A waste of time and money, it seemed to Kana. As if she needed another person to misunderstand her. What her future wellness depended on could not be found in any pill. But at least her mother had been reassured enough to take her train home the following week.
And, not long after this disappointment, Kana began gradually to recover herself. All the time spent with her mother in Tokyo, and the regular sessions with Ms Oka, were having their effect. She felt sure that she had seen the last of doctors like the pot-bellied man. (Janine, the perceptive psychologist she’d see in Boston, would be the one finally to put autism’s name to her difference.) She was coming to a momentous decision, inspired by an incipient self-confidence she owed for now to Ms Oka.
‘Oka-sensei, can I ask, how did you become a clinical counsellor?’
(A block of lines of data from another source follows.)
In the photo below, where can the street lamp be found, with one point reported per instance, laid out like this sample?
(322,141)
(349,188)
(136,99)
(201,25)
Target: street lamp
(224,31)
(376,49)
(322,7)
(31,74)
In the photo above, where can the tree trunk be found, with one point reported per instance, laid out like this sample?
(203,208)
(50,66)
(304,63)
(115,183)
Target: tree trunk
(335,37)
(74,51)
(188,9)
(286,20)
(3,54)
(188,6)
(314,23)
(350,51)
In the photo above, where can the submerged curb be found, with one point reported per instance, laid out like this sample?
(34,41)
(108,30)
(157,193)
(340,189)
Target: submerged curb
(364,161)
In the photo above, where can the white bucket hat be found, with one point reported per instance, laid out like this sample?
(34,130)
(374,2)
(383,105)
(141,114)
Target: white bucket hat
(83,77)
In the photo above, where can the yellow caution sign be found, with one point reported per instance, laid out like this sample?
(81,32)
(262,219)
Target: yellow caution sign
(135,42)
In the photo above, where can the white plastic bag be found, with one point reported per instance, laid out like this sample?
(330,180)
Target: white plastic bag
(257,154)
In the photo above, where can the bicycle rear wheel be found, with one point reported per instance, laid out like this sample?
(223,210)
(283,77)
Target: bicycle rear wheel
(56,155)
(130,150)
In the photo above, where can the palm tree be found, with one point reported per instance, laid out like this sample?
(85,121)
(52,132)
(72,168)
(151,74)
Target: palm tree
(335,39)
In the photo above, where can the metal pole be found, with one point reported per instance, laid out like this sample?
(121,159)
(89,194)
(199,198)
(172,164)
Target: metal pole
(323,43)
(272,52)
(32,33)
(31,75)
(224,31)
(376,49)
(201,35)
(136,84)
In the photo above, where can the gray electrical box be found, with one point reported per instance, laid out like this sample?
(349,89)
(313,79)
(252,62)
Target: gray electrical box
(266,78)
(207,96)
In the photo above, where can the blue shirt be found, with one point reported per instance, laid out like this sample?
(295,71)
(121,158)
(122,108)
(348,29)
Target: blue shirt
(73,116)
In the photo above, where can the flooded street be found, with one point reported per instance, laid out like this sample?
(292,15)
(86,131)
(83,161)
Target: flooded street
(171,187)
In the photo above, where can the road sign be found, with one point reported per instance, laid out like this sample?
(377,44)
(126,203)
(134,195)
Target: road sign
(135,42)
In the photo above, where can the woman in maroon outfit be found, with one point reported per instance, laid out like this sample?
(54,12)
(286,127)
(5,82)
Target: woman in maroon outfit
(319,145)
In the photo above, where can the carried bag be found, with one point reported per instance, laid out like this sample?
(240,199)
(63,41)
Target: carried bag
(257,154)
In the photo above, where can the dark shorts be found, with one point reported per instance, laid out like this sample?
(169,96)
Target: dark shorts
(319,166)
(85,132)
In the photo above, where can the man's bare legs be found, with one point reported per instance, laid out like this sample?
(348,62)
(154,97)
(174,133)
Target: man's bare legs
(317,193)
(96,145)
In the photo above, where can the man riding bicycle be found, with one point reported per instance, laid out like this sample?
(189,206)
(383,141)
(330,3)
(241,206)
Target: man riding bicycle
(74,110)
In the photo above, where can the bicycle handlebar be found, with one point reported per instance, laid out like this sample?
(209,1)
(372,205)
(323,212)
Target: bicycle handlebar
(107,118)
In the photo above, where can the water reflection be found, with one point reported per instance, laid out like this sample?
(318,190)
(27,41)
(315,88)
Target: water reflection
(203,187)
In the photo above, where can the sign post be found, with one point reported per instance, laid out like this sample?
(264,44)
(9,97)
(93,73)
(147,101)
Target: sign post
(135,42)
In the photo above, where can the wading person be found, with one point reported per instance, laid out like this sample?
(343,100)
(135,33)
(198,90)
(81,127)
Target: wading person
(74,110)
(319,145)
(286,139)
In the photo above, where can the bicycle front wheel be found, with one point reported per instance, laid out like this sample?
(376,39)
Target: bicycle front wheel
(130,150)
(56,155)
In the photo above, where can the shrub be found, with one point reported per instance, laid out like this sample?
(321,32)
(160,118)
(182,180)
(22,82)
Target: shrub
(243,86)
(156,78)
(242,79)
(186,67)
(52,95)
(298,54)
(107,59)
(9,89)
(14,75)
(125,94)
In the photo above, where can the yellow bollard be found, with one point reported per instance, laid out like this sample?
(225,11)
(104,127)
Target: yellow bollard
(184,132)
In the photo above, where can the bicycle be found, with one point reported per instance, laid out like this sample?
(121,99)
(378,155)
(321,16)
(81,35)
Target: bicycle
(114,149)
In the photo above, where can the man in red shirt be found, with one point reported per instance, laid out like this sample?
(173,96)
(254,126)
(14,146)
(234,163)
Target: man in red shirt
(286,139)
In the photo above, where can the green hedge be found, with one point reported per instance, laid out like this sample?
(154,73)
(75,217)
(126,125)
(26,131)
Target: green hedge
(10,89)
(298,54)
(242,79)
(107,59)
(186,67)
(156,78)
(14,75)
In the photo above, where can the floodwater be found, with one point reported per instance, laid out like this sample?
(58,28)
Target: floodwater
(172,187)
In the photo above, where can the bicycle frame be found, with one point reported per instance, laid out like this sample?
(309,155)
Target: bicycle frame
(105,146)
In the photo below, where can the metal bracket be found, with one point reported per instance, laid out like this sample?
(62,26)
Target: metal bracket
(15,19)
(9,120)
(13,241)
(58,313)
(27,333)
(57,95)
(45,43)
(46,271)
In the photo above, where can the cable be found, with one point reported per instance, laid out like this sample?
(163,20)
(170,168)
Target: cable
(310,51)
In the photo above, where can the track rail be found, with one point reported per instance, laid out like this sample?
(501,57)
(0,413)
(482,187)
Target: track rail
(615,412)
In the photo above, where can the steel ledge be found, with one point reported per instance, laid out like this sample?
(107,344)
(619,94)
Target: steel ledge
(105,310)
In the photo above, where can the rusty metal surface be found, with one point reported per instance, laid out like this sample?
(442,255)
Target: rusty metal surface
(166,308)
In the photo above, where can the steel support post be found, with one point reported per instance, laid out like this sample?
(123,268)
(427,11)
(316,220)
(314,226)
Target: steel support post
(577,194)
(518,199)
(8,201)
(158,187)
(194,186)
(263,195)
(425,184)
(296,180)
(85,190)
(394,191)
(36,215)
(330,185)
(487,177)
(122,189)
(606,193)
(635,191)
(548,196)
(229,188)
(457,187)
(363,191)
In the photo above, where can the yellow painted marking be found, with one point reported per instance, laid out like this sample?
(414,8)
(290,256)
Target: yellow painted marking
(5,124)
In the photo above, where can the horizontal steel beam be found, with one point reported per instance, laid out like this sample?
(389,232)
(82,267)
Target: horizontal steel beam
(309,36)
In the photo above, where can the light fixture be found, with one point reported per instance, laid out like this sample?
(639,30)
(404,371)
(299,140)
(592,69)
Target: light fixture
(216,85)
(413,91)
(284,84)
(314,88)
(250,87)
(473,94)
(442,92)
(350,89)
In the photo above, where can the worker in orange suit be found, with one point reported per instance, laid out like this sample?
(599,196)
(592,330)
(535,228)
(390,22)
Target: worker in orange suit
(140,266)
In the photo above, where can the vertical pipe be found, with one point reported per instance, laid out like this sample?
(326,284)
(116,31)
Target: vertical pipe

She almost wanted to say, ‘How did you become you?’
‘I studied in America.’
This was what Kana heard. Her counsellor said much more, by way of detail and explanation, but it was this word, America, that grasped her imagination and would not let go.
America! And so before long it was decided, and Kana went about switching course and country.
✲
When Kana got back from walking the puppy she went to her computer and set to her research. This time next week, she told herself again, without finishing the thought. For a time she was able to work with total concentration, her fingers typing and her feet tapping to the ballet music that filled the room. And then she found herself remembering something the British author had said to her.